Our research found that young queer and trans men make a significant effort to buy substances from “trustworthy” sources, including members of their peer and sexual networks. Some also described how they have moved to using online drug markets. Here, they described how they would use sites on the darknet, reviewing a supplier’s profile for clues about drug safety and quality.
Drawing by a study participant illustrating the challenges that young queer and trans men face when trying to access information about or engage in safer substance use. (Rod Knight), Author provided
Overall, our study highlights the resilience and innovation behind the harm reduction strategies used by young queer and trans men. In shining a light on the barriers that young queer and trans men encounter when trying to use substances more safely, however, our findings also accentuate the ongoing need for non-judgmental and queer-friendly harm reduction services, the decriminalization of substance use and the provision of a safer drug supply.

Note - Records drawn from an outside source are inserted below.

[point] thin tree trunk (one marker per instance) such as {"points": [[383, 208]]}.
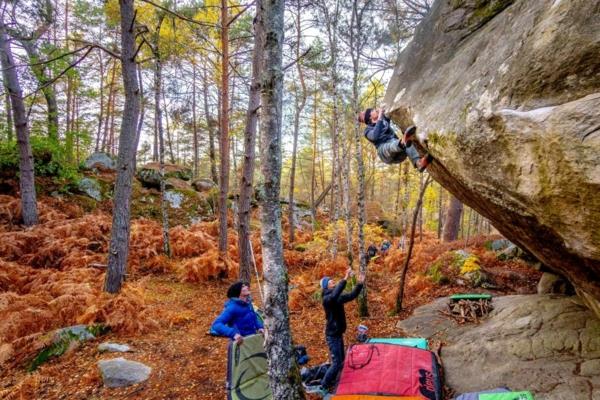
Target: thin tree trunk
{"points": [[119, 244], [440, 212], [211, 131], [100, 115], [172, 154], [356, 45], [284, 376], [140, 124], [26, 173], [406, 203], [299, 107], [111, 95], [194, 120], [247, 179], [39, 71], [453, 218], [9, 123], [161, 142], [418, 206], [224, 127], [313, 175]]}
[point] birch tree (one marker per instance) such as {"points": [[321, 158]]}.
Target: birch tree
{"points": [[283, 373], [247, 179], [119, 243], [11, 82]]}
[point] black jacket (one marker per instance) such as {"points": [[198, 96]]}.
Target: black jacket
{"points": [[380, 132], [333, 303]]}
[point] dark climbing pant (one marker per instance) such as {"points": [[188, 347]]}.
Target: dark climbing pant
{"points": [[394, 152], [336, 351]]}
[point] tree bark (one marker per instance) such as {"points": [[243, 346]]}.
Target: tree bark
{"points": [[440, 212], [356, 44], [453, 218], [119, 244], [27, 177], [283, 373], [161, 141], [300, 103], [194, 121], [9, 123], [39, 71], [247, 179], [101, 111], [224, 127], [211, 132], [416, 213]]}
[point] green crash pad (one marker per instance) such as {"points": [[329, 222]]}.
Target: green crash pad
{"points": [[420, 343], [247, 377], [470, 296], [506, 396]]}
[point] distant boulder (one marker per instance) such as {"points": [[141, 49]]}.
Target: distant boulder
{"points": [[91, 188], [100, 162], [149, 174], [203, 185]]}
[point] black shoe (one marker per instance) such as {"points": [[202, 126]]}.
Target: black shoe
{"points": [[409, 134], [424, 162]]}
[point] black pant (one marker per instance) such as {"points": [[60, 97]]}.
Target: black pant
{"points": [[336, 351]]}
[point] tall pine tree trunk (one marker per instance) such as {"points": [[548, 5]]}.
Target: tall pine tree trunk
{"points": [[161, 139], [356, 45], [194, 121], [300, 103], [453, 218], [224, 127], [26, 173], [119, 243], [7, 106], [404, 270], [283, 373], [211, 131], [247, 179]]}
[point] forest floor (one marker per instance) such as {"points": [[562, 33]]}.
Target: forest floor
{"points": [[48, 280]]}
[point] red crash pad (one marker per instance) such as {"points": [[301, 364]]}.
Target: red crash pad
{"points": [[390, 370]]}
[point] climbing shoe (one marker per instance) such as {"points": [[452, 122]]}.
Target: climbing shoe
{"points": [[409, 134], [424, 162]]}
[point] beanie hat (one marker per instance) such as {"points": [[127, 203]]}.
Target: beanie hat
{"points": [[368, 115], [235, 290]]}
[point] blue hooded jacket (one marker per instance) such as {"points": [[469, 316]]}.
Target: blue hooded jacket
{"points": [[237, 317]]}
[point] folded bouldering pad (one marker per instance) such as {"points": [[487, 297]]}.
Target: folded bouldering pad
{"points": [[475, 395], [506, 396], [470, 296], [421, 343], [372, 397], [247, 376], [390, 370]]}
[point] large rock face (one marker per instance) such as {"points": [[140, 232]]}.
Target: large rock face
{"points": [[544, 343], [507, 94]]}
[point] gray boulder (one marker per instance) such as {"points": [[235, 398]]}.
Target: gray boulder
{"points": [[113, 348], [100, 162], [203, 185], [553, 341], [119, 372], [91, 188], [506, 94], [149, 174]]}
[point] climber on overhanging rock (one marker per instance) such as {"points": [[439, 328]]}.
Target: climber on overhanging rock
{"points": [[390, 149]]}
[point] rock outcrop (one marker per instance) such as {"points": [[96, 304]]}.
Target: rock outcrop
{"points": [[506, 95], [547, 344]]}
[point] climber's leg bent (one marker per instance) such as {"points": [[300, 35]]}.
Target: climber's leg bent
{"points": [[391, 152]]}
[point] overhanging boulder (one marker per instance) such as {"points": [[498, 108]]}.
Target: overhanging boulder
{"points": [[506, 95]]}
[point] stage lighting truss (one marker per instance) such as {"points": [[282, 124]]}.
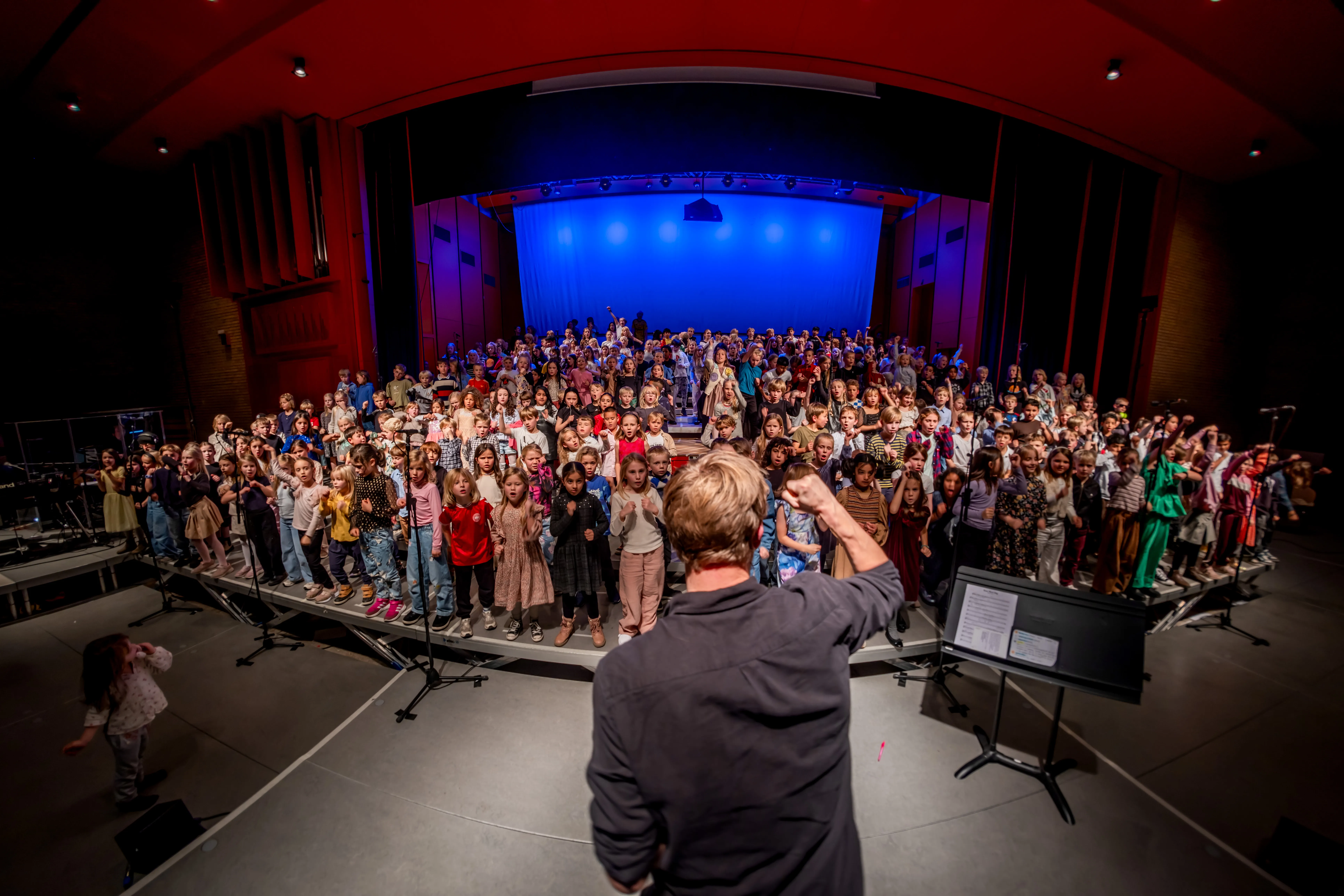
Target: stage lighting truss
{"points": [[707, 182]]}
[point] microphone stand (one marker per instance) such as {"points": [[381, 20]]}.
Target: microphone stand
{"points": [[433, 678]]}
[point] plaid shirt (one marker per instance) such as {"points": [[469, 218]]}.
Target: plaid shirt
{"points": [[982, 397]]}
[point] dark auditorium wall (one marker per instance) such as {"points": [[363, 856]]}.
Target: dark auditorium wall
{"points": [[1250, 304], [88, 296]]}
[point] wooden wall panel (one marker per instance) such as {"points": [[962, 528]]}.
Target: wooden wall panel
{"points": [[228, 218], [298, 198], [213, 246], [247, 214], [949, 272], [902, 269], [972, 289], [470, 272], [259, 173], [277, 167]]}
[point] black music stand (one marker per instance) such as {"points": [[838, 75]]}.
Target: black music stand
{"points": [[1088, 643]]}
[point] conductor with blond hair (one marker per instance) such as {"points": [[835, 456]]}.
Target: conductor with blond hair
{"points": [[721, 738]]}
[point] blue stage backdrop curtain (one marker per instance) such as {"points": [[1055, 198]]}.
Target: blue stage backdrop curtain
{"points": [[775, 261]]}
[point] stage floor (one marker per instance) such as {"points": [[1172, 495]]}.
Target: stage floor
{"points": [[484, 792]]}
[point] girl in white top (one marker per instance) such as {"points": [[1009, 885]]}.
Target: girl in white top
{"points": [[1057, 473], [122, 701], [636, 508]]}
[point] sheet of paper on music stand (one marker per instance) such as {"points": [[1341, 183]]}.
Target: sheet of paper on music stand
{"points": [[986, 624], [1034, 648]]}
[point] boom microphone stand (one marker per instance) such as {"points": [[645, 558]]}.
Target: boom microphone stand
{"points": [[433, 678]]}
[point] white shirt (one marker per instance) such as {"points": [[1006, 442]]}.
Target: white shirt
{"points": [[136, 695]]}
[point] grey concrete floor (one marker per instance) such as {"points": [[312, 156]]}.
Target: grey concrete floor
{"points": [[486, 792]]}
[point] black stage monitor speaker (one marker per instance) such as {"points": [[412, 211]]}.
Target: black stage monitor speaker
{"points": [[158, 836]]}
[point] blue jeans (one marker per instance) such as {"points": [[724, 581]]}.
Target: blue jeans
{"points": [[380, 549], [161, 535], [420, 555], [292, 553]]}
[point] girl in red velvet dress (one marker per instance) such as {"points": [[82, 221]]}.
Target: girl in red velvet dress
{"points": [[908, 543]]}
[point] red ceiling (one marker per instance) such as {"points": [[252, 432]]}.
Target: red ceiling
{"points": [[1202, 77]]}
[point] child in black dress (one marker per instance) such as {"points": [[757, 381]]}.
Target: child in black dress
{"points": [[577, 522]]}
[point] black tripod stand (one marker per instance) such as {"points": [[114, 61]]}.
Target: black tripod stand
{"points": [[1046, 773], [268, 640], [433, 678], [167, 602]]}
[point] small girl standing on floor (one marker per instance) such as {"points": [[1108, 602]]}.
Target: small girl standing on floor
{"points": [[123, 699], [339, 504], [468, 518], [577, 522], [863, 500], [908, 545], [800, 542], [636, 522], [523, 582]]}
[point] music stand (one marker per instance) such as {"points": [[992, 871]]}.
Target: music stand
{"points": [[1088, 643]]}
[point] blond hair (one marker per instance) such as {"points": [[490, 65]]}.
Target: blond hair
{"points": [[714, 510]]}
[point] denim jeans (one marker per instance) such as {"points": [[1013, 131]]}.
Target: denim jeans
{"points": [[292, 553], [380, 549], [420, 557], [161, 537]]}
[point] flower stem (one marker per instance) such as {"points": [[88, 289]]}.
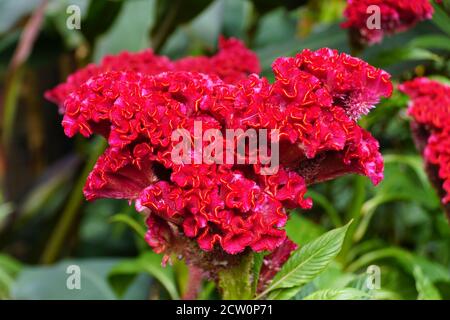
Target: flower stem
{"points": [[194, 283], [235, 282]]}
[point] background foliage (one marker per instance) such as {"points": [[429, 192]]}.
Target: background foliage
{"points": [[46, 225]]}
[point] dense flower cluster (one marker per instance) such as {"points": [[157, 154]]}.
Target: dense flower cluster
{"points": [[395, 16], [226, 64], [430, 108], [314, 103]]}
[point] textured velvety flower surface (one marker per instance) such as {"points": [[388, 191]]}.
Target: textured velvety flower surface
{"points": [[312, 103], [226, 64], [430, 108], [395, 16]]}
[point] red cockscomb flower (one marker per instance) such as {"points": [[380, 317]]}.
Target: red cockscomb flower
{"points": [[430, 109], [395, 16], [226, 206], [232, 63]]}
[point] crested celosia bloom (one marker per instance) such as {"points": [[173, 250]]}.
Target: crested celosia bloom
{"points": [[226, 64], [395, 16], [430, 109], [137, 104]]}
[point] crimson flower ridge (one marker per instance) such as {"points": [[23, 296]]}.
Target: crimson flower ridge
{"points": [[430, 110], [395, 16], [314, 103]]}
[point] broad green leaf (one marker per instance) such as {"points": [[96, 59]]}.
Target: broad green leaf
{"points": [[425, 288], [308, 261], [284, 294], [122, 274], [338, 294], [406, 259], [302, 230]]}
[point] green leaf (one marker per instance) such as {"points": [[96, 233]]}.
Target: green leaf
{"points": [[425, 288], [434, 41], [302, 230], [50, 282], [308, 261], [13, 10], [400, 54], [129, 221], [121, 274], [441, 19], [130, 31], [338, 294], [9, 268], [407, 260]]}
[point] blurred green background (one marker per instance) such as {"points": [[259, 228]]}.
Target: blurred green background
{"points": [[46, 225]]}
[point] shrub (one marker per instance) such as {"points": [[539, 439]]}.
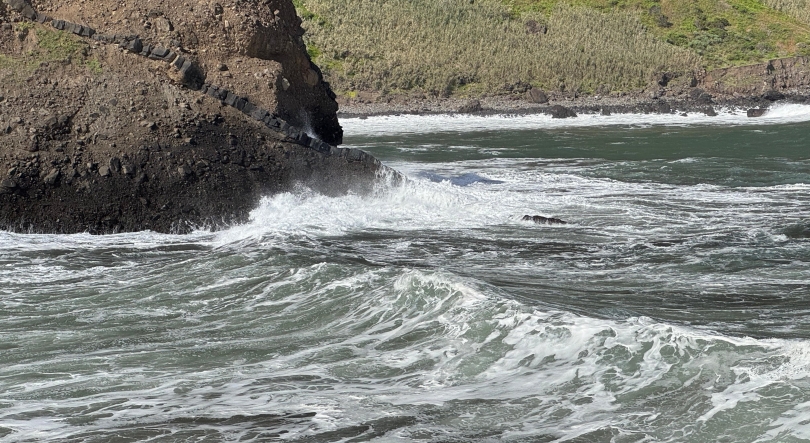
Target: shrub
{"points": [[455, 46]]}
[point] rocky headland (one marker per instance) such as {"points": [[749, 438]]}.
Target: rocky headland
{"points": [[752, 89], [161, 115]]}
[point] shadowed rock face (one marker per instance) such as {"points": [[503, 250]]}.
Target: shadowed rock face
{"points": [[259, 41], [116, 137]]}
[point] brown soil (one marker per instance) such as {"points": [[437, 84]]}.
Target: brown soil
{"points": [[128, 147]]}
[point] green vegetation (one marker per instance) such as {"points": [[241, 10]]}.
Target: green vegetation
{"points": [[466, 47], [51, 46], [799, 9], [457, 47]]}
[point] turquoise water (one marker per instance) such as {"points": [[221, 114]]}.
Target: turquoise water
{"points": [[671, 307]]}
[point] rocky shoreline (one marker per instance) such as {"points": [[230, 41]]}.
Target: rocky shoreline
{"points": [[149, 142], [699, 102]]}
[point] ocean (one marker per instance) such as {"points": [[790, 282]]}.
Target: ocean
{"points": [[673, 306]]}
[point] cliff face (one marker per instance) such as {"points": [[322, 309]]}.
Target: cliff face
{"points": [[252, 47], [780, 74], [109, 121]]}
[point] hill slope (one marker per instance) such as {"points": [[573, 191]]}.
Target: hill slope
{"points": [[467, 48]]}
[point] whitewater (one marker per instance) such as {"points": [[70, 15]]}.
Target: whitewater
{"points": [[672, 307]]}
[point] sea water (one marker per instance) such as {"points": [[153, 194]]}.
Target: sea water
{"points": [[673, 306]]}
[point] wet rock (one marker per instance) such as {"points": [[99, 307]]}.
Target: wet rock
{"points": [[115, 164], [7, 186], [700, 96], [52, 178], [773, 95], [540, 220], [559, 111], [756, 112], [535, 95], [470, 107]]}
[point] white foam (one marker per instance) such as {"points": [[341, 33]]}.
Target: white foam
{"points": [[424, 124]]}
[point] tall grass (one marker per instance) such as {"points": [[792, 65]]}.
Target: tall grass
{"points": [[447, 47], [796, 8]]}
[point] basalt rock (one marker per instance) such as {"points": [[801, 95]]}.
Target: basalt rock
{"points": [[756, 112], [535, 95], [559, 111], [148, 141]]}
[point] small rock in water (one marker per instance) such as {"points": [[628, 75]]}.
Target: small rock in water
{"points": [[535, 95], [559, 111], [540, 220], [470, 107]]}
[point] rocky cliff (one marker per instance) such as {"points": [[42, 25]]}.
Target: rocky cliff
{"points": [[160, 115]]}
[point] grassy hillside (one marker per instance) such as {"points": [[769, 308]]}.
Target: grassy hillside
{"points": [[466, 47]]}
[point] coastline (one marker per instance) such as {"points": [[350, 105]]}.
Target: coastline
{"points": [[695, 100]]}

COVID-19 and a safer supply
As the opioid overdose crisis continues, there is also concern that the COVID-19 pandemic brings a heightened element of risk to young queer and trans men and others who use drugs. The enforcement of physical distancing and isolation measures in British Columbia and elsewhere could inadvertently limit opportunities for young queer and trans men to use peer-based harm reduction methods, like using together, while also having other negative effects on mental and social wellbeing. For this reason, public health guidelines have explicitly included strategies people can use to stay connected and avoid using alone, such as virtual “buddy systems.”
Due to border closures or other factors related to the coronavirus pandemic, the illegal drug supply is becoming increasingly contaminated, and there is concern the supply could be cut off. As such, in an unprecedented time of two public health emergencies, efforts to implement a safer drug supply in British Columbia are now underway.
The urgency of the current COVID-19 situation has prompted us to take long-awaited steps toward an equitable response to the opioid overdose crisis, including the implementation of one version of a safer supply. Nevertheless, now and post-COVID-19, we cannot let up on our efforts to ensure that the safer supply and essential harm reduction services are accessible and tailored to the diverse needs of people who use drugs, including young queer and trans men.